We’ve had our share of heat so far this summer, even touching the triple digits in July, and after a short reprieve, we’re back into the 90s this week. Even so, this is a great time of year to take time off from work and spend these long summer days outside, lounging poolside or at a beach, nature park, water park or amusement park. We spend a lot of time outdoors, taking in the fresh air — and with it, those warm but potentially harmful ultraviolet rays.
The sun is dangerous, and in some cases, its effects on our skin can lead to deadly consequences. According to the Maryland Dermatologic Society, approximately 95,000 people in the United States are diagnosed with skin cancer every day. And according to the Melanoma Research Foundation, one person in America dies every day from the disease. One in five Americans will develop skin cancer at some point in their lifetimes, making it the most commonly occurring cancer in the country.
Those are startling statistics. Fortunately, there are a number of measures everyone can take right now to prevent skin cancer.

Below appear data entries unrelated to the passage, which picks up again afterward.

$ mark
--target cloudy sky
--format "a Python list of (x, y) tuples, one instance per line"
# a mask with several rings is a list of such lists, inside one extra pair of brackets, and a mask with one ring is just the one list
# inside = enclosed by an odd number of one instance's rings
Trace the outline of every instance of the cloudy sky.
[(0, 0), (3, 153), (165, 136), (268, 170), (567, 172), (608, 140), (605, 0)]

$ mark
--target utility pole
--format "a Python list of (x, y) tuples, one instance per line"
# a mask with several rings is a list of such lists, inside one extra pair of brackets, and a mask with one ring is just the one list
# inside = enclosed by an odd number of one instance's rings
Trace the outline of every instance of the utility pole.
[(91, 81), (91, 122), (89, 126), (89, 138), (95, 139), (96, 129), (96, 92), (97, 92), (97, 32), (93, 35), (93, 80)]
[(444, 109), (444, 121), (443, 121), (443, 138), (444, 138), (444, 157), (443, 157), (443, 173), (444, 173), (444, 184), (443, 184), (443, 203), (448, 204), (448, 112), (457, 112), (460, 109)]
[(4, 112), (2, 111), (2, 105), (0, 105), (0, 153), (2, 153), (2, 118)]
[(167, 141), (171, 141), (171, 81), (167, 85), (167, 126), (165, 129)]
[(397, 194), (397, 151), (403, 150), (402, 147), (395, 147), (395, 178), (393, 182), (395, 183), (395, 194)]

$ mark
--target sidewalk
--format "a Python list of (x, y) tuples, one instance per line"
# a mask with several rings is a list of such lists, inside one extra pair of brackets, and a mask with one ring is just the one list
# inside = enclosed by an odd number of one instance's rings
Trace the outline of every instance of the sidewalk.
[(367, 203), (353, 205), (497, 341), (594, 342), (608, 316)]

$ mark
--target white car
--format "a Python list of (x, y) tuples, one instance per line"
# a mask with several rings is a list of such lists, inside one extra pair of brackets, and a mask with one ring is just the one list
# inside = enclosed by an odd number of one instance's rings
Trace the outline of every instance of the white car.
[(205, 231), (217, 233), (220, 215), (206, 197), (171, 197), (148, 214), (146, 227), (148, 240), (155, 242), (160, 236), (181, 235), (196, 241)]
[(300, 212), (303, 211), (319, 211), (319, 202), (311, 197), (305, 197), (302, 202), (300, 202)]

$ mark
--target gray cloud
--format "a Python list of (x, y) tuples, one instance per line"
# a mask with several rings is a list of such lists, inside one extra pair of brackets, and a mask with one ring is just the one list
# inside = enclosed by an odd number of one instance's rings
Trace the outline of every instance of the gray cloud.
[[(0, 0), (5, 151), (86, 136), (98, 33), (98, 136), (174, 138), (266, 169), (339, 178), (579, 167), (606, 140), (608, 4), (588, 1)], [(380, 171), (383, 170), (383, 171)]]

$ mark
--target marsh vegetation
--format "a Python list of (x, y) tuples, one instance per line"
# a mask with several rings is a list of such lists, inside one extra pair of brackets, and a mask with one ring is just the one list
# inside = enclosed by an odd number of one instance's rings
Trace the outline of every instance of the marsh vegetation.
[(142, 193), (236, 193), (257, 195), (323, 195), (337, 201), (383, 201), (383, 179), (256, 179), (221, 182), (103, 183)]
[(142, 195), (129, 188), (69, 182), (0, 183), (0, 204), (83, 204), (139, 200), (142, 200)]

The MRF advises staying out of the sun during the middle of the day, when UV rays are strongest. If you must be in the sun, wear a wide-brimmed hat and long-sleeved shirt, plus sunglasses with 100% UVA and UVB protection. Apply sunscreen with an SPF label of 15 or higher and wait about 30 minutes before going out in the sun. Reapply that sunscreen about every two hours, or after swimming. Lip balms with an SPF of 15 or higher are also recommended.
Parents are urged to make sure kids ages 6 months and older are protected with sunscreen and hats. Use an umbrella at the beach or pool so little ones can stay in the shade. Infants should always be kept in the shade when outside.
In addition to taking preventative measures, it’s wise to get screened for skin cancer once in a while as well, especially if you see a questionable spot you hadn’t noticed before.
The MRF, along with the American Cancer Society, stresses ABCDE when it comes to skin cancer:
A is for asymmetrical, describing the shape of a mole or spot on the skin. Melanoma lesions are often irregular, where as benign moles are generally symmetrical.
B is for border. Typically, non-cancerous moles have smooth, even borders. Melanoma lesions often have irregular edges that are more difficult to define.
C is for color. The MRF says the presence of more than one color, or the uneven distribution of a mole’s hue can be a warning sign. Benign growths generally are uniform in color.
D is for diameter. Melanoma lesions are often larger than 6 millimeters, or about the width of a pencil eraser.
E is for evolution, or change, in the appearance of a mole. The cancer society stresses that this is the most important factor. Knowing what is normal for you could save your life. If a mole suddenly changes in size, appearance or color, a dermatologist should be consulted immediately.
In 2017, Gov. Larry Hogan joined in the Maryland Dermatologic Society’s effort urging Marylanders to get regular skin cancer screenings, after he previously underwent treatment for non-malignant skin lesions. Hogan said that while his prognosis was “100 percent” cancer free, “I’m gonna keep the sunscreen on, I can tell you that.”
He also enthusiastically signed legislation last year that allows students to bring sunscreen from home and apply it at school without a note from a doctor.
Given the prevalence of skin cancer, the governor’s words are sound advice we could all heed.
Of course, don’t let the statistics keep you from enjoying all the outdoor family fun summer brings. We just ask that you enjoy it safely — and keep slathering on the sunscreen.